The synod report suggested that injecting synodality into the church should go all the way to the papacy. The code of canon law might “offer dispositions for a more collegial exercise of the papal ministry,” the report said.
Despite his reputation as a reformer who listens to the furthest corners of the church, Francis has not been afraid to use his own authority, issuing 48 papal decrees, more than any of his predecessors, as well as a wide array of letters, bulls and documents.
He has also weakened the Vatican’s Secretariat of State and considerably marginalized the notoriously bureaucratic Roman Curia. Even the massive consultations of the Synod on Synodality will eventually submit to the will of the pope, which can only be tempered by the college of cardinals.
But Euart said that Francis has used his authority most in regard to the direction of the church’s place in the world. “It seems to me that Francis leans more toward authority as being related to mission,” she said. He has shown more latitude when it comes to appointing managers of the church.
There are only four canons relating to the pope, which describe his authority as “full and supreme,” Euart pointed out. But canon law also states that the pope can be assisted by the synod, cardinals and “other persons.”
Francis created a council of cardinals, known as the C9, to advise him in his ministry, and Boni said he could also create other advisory bodies. “One could perhaps think of including members who are not exclusively nominated by the pope or other top-level officials in many of these consultative and advising bodies,” Boni said.
The push for a decentralized church under the guise of synodality has opened the door to these possibilities, as well as other new scenarios.
“As the church becomes more synodal around the globe, my belief is that subsidiary institutions will begin to exercise decision making in a way that deepens participation in the life of the church and communion as the holy faithful people of God,” Daniels, from Georgetown, said.
One of any pope’s greatest powers in shaping the church is the selection of the bishops, but the synod participants even suggested that lay people be included in the vetting, if not the choosing, of possible bishops. Canon law already allows for lay people of “outstanding wisdom” to advise the papal nuncio, the pope’s representative in each country who is charged with bringing candidates before the pope.
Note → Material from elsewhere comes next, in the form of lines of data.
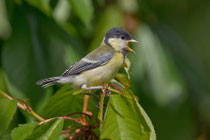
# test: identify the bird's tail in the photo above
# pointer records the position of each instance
(48, 81)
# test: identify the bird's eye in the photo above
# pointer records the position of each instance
(122, 37)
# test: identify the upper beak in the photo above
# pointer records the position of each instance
(128, 48)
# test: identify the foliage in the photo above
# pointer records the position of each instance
(168, 75)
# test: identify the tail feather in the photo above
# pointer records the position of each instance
(48, 82)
“If the consultation on a particular candidate for appointment as bishop is open, honest and broad, the selection process would hopefully result in the nomination of a person with the qualities that could ensure that the exercise of authority is pastoral,” Euart said.
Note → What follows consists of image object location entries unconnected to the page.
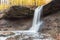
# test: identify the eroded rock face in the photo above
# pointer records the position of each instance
(18, 12)
(52, 7)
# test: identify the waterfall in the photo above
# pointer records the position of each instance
(35, 25)
(37, 19)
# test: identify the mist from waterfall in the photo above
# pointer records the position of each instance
(37, 19)
(35, 25)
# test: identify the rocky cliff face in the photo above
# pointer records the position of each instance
(19, 11)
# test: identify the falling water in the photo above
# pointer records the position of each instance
(37, 19)
(35, 26)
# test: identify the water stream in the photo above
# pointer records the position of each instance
(37, 19)
(35, 26)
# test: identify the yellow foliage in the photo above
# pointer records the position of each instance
(23, 3)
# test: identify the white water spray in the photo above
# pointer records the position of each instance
(37, 19)
(35, 26)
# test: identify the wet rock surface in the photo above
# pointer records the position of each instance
(18, 12)
(31, 37)
(16, 24)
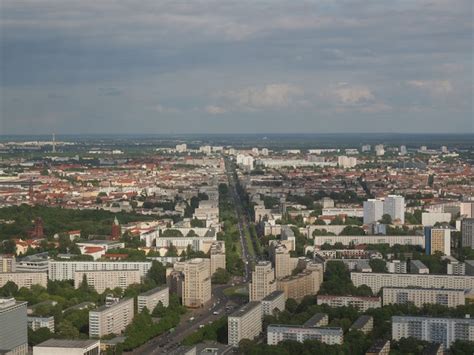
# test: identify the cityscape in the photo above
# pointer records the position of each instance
(236, 177)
In the early days of the church, Boni pointed out, it was not uncommon for lay people to voice their support for a bishop by yelling “dignus est!,” Latin for “He is worthy!” “The centralization of bishop nominations in the hands of the Roman pontiff began in the Middle Ages and was consolidated in the subsequent centuries,” she said. There is nothing keeping lay people today from being more involved in “the delicate discernment” of their leaders, she added.
Coincidentally, Nov. 7 marked the 40th anniversary of the current code of canon law, which was promulgated in 1983 by Pope John-Paul II as an update to a 1917 revision. At a celebration for the 1983 code, Cardinal Pietro Parolin, the Secretary of State, said that any changes to how the church operates would have to be reflected in canon law. “There are no realistic alternatives,” he said.
And while some canons may be simply modified, in many cases, changes to the code would mean changing the catechism of the Catholic Church, he said, a more difficult and controversial task.
What is becoming clear is that, with all the talk at the synod of the power of the Holy Spirit, the Spirit will not be the only guide. Earlier this month, Cardinal Matteo Zuppi, a papal ally who heads the Italian Bishops’ Conference, confirmed that at the next phase of the synod, which will be held in a year, there will be more canon lawyers and theologians to help implement synodality at all levels.